Elmhurst University is a good example. In February, 60 graduating students from the school’s nursing program joined the DuPage County vaccination team. Working with an instructor from the University, the students are learning to administer COVID-19 vaccines, monitor patients and educate community members about the vaccine.

“The students are thrilled,” said Diane Salvador, PhD, Executive Director and Professor at Elmhurst University’s Department of Nursing and Health Sciences. “They’re serving the community, learning important population health concepts, and being a part of this historic endeavor as we fight to conquer the pandemic.”

In addition to providing much-needed volunteers, the partnership helps DCHD solve a particular challenge. The process of training volunteers is often resource-intensive and logistically complex. But, with the new partnership, Elmhurst University is handling the major components of the training: providing the structure for the course, working out schedules and communicating with students. This takes a burden off DCHD.

“When we work with programs like Elmhurst University to figure out these logistical hurdles, like training personnel, it makes it ten times easier,” Chris said.

DCHD has relationships with higher education institutions throughout DuPage. In the coming months, Chris said, the DCHD’s partnership with Elmhurst University serve as a model for training additional staff.

“I think this kind of collaborative thinking is engrained in DuPage. We have all these partners in the community we can draw on, no matter what the issue is. We couldn’t execute this level of pandemic response without it.”

***

With all the careful planning, coordination and collaboration, why is it so many of us still can’t get a vaccine?

The problem isn’t the County’s distribution effort. If it were, that would be an easier problem to solve. The problem is the supply shortage, the gap between the volume of vaccines DuPage County is capable of distributing and the volume they receive from the State government.

Currently, there just aren’t enough vaccines. As you read this, the DCHD and their partners have the resources to distribute more than five times the volume they’re receiving from the State. (The week we spoke to Chris, they had the capacity to distribute 53,000 vaccines; they received 10,000.)

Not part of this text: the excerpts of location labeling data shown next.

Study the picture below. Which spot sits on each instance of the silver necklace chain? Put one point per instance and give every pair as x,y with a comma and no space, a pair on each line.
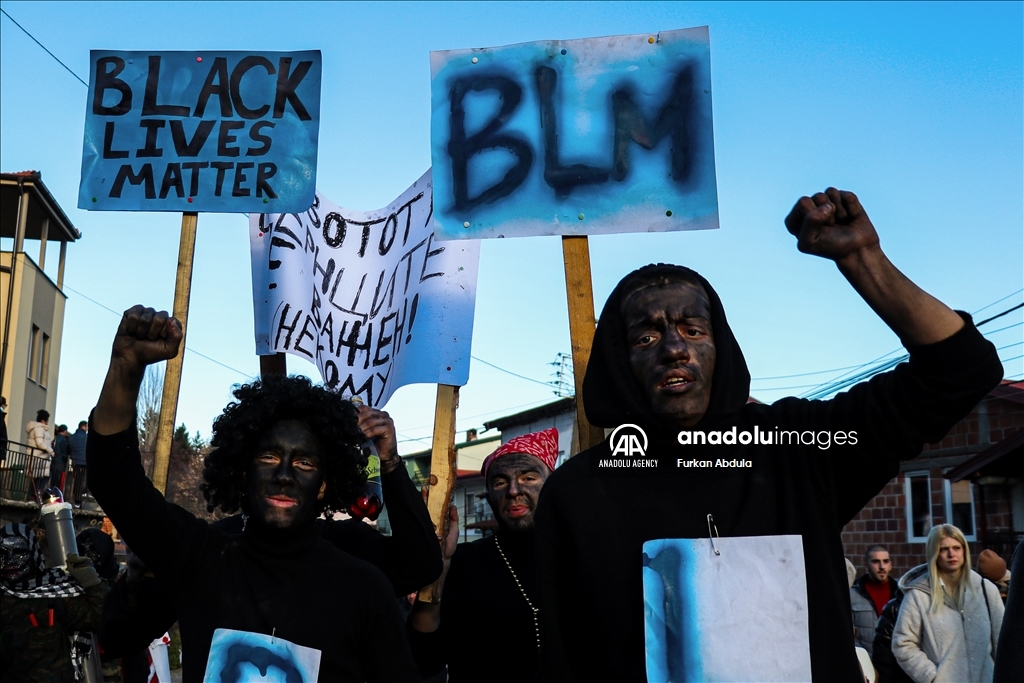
532,609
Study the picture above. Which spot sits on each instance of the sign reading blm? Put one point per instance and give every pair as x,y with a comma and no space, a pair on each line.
574,137
231,132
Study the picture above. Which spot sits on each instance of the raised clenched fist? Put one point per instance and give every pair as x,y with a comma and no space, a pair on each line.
145,336
832,224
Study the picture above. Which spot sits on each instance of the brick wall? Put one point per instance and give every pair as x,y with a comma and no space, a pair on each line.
883,520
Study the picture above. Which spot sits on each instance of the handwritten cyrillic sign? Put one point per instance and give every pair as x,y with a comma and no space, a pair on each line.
371,297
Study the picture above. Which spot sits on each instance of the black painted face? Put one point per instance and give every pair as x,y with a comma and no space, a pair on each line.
285,477
514,483
672,349
15,559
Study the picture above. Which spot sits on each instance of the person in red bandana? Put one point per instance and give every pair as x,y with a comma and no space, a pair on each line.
489,586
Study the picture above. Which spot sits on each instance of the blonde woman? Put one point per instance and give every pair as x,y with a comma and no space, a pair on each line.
950,617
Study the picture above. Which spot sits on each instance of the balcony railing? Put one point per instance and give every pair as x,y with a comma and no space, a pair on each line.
20,469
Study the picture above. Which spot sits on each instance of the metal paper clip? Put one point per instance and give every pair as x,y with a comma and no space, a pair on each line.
713,535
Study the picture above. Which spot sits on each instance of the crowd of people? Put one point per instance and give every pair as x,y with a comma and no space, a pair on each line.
54,460
560,591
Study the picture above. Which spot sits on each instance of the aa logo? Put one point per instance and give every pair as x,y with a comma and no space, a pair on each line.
628,440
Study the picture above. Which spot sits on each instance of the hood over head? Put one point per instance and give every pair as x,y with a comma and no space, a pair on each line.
611,395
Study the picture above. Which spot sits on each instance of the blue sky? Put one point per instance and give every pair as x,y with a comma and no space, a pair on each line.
916,108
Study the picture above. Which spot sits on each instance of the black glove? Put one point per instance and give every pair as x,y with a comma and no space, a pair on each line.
81,569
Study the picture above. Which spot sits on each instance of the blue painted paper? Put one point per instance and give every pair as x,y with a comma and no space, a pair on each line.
735,616
218,131
586,136
243,656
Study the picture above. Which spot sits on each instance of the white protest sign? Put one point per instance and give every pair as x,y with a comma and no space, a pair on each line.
706,611
370,297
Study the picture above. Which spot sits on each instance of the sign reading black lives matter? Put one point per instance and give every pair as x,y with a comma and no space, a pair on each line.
232,132
574,137
371,297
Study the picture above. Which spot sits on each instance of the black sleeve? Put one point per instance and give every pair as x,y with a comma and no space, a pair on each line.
411,557
134,615
84,610
387,658
427,649
164,536
896,413
1010,657
557,564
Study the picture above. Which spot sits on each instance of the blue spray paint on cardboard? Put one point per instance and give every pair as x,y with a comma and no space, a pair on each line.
574,137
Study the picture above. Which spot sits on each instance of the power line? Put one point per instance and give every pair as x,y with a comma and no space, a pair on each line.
509,372
187,348
44,47
997,301
817,372
1008,310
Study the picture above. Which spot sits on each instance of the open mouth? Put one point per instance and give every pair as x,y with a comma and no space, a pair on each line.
676,382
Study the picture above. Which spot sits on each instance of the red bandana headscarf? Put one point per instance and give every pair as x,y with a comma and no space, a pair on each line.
542,444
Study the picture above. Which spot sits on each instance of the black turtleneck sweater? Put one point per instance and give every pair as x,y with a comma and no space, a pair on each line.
486,631
290,584
591,527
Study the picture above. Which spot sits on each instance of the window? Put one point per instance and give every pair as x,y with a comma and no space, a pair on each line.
960,507
918,487
33,349
44,360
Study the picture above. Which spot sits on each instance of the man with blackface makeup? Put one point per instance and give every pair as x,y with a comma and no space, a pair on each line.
665,358
139,609
489,607
275,596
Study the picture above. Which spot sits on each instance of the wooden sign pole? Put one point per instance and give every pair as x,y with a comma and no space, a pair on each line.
172,376
442,472
580,294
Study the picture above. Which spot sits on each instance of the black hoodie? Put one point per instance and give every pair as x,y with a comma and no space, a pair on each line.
591,528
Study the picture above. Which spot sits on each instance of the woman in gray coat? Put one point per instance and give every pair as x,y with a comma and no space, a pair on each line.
950,616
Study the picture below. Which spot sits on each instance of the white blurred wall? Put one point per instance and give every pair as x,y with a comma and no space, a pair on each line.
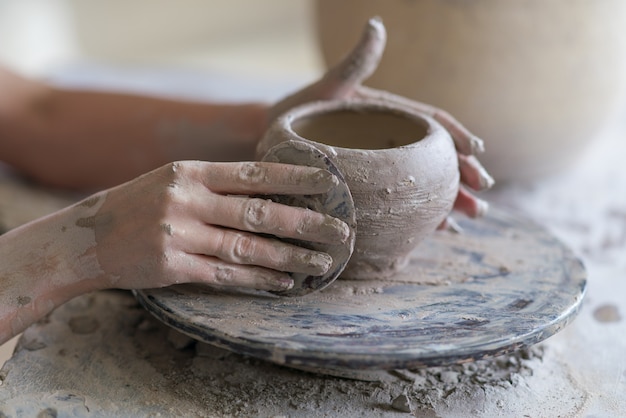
270,35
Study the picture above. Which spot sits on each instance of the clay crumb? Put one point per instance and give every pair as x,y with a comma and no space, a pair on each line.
167,228
90,202
401,403
83,325
23,300
607,313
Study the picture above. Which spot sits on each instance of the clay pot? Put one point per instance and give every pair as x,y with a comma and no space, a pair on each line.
400,166
536,79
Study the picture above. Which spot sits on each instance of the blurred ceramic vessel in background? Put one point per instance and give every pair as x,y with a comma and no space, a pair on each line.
400,166
536,79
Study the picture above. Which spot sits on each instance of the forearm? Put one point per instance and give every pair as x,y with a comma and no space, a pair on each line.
74,138
44,264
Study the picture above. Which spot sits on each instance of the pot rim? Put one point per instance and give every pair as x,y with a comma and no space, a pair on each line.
433,128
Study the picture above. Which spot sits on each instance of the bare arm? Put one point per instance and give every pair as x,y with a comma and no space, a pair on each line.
86,139
183,222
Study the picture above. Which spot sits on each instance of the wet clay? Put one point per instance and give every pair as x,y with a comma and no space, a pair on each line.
401,168
361,130
505,283
151,372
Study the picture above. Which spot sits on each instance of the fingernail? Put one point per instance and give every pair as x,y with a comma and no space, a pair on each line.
324,178
453,226
477,144
481,208
284,283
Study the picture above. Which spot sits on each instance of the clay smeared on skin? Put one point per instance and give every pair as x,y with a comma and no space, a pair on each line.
42,263
401,168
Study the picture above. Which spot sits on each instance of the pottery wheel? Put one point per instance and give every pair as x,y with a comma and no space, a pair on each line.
503,284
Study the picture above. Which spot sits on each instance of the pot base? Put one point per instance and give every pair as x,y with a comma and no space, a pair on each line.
504,284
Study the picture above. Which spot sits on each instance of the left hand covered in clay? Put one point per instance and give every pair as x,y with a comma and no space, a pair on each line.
344,81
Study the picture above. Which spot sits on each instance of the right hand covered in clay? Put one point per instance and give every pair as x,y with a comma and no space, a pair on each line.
344,81
195,221
186,222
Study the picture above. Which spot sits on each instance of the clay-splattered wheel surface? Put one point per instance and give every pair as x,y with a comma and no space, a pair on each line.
503,284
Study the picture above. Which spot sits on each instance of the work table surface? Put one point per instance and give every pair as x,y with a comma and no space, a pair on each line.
101,354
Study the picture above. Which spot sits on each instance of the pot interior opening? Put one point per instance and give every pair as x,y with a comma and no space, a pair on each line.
361,129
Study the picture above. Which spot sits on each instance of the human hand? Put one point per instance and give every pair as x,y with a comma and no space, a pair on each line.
344,81
194,221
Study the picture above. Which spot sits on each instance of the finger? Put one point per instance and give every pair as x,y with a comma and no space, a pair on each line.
245,248
470,205
210,270
449,224
266,178
466,142
473,174
266,217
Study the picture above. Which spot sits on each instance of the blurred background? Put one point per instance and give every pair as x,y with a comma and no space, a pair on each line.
541,82
237,36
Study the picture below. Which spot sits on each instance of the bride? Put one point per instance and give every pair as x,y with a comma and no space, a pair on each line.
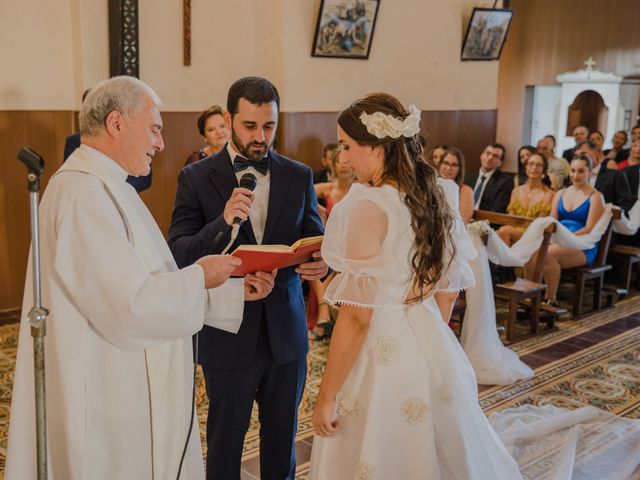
398,398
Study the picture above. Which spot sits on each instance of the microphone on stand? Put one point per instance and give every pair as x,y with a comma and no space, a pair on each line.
248,181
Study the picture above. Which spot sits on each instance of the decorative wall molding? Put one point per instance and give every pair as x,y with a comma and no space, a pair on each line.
124,54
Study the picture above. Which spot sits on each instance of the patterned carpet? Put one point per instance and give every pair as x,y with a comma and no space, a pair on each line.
605,374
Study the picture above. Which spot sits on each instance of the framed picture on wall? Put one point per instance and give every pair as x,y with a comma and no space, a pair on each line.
345,28
486,33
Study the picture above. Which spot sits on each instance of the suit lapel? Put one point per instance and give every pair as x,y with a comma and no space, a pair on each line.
224,181
280,176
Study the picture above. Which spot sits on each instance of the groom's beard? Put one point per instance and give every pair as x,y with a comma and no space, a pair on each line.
247,152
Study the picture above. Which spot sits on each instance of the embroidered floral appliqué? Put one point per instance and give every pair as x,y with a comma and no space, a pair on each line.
386,350
348,406
364,471
414,411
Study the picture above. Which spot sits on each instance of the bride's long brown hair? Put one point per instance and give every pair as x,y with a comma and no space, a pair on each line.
404,164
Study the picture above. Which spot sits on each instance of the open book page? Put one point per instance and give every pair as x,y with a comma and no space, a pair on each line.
267,257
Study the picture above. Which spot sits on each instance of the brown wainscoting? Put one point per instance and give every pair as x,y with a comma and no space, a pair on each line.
301,136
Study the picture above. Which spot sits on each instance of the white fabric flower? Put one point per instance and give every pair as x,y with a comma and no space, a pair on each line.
381,125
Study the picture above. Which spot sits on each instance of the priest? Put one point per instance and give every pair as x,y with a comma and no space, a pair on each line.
118,346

For those of us waiting for a vaccine, that’s a frustrating figure. It’s also a reason for hope. When the vaccine supply increases—and it will increase—the network of providers lead by the DuPage County Health Department is poised to quickly scale-up their operations, so they can get vaccines to residents as soon as possible.

When it’s your turn to be vaccinated, and you sit in that chair and roll up your sleeve, you probably won’t be thinking about all the time, planning, energy, resources, creativity and community-wide collaboration that went into bringing the vaccine to you. In fact, it will all look pretty ‘easy.’ And that’s kind of the point.